The Gulf states, particularly Saudi Arabia, seem to proceed with a coherent policy and well-crafted strategy of engaging and reintegrating Iraq more than the position before Saddam’s invasion of Kuwait. Much has changed since, from leadership style and ideology to society and economy. The tectonic shift in the approach to Iraq originates from compulsions of geopolitics and geostrategy. The Saudi and Emiraiti approach to Iraq goes beyond the executive authority in Baghdad. The two countries are reaching out to all possible avenues in the quest for ‘broad-based’ engagement. For that matter, Iraqi Shiites remain on a higher priority. Thus, Muqtada’s high profile tour!
The man in the limelight is no stranger to headlines.

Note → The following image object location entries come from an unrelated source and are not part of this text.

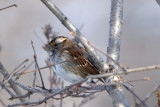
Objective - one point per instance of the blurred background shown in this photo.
(139, 44)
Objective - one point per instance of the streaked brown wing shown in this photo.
(81, 57)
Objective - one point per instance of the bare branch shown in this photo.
(116, 15)
(14, 5)
(13, 86)
(144, 104)
(126, 72)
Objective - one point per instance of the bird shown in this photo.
(72, 62)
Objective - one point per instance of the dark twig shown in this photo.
(127, 72)
(36, 62)
(13, 86)
(14, 5)
(151, 93)
(144, 104)
(2, 103)
(46, 98)
(91, 97)
(158, 2)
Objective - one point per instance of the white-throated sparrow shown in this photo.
(71, 61)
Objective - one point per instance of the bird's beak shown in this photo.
(49, 48)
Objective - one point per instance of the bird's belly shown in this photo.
(66, 75)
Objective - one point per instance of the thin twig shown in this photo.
(2, 103)
(121, 66)
(36, 62)
(127, 72)
(14, 5)
(151, 93)
(91, 97)
(13, 86)
(136, 96)
(46, 98)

Time listed him amongst the 100 most influential people in 2008. He rarely shows up in public yet has hundreds of thousands of followers.
The ascent of an enigmatic leader
Muqtada al-Sadr hails from Iranian ancestry and his father Ayatollah Mohammed Sadiq Sadr, a prominent Shia cleric, was allegedly murdered by Saddam’s intelligence operatives in 1999 “due to his outspokenness.” The 23-year-old went into hiding for four years before appearing in his hometown of Najaf as the US troops overran the Iraqi territory. His marriage to the daughter of Lebanese origin Grand Ayatollah Muhammad Baqir al-Sadr helped boost his credentials as a Shiite leader as well as a politician.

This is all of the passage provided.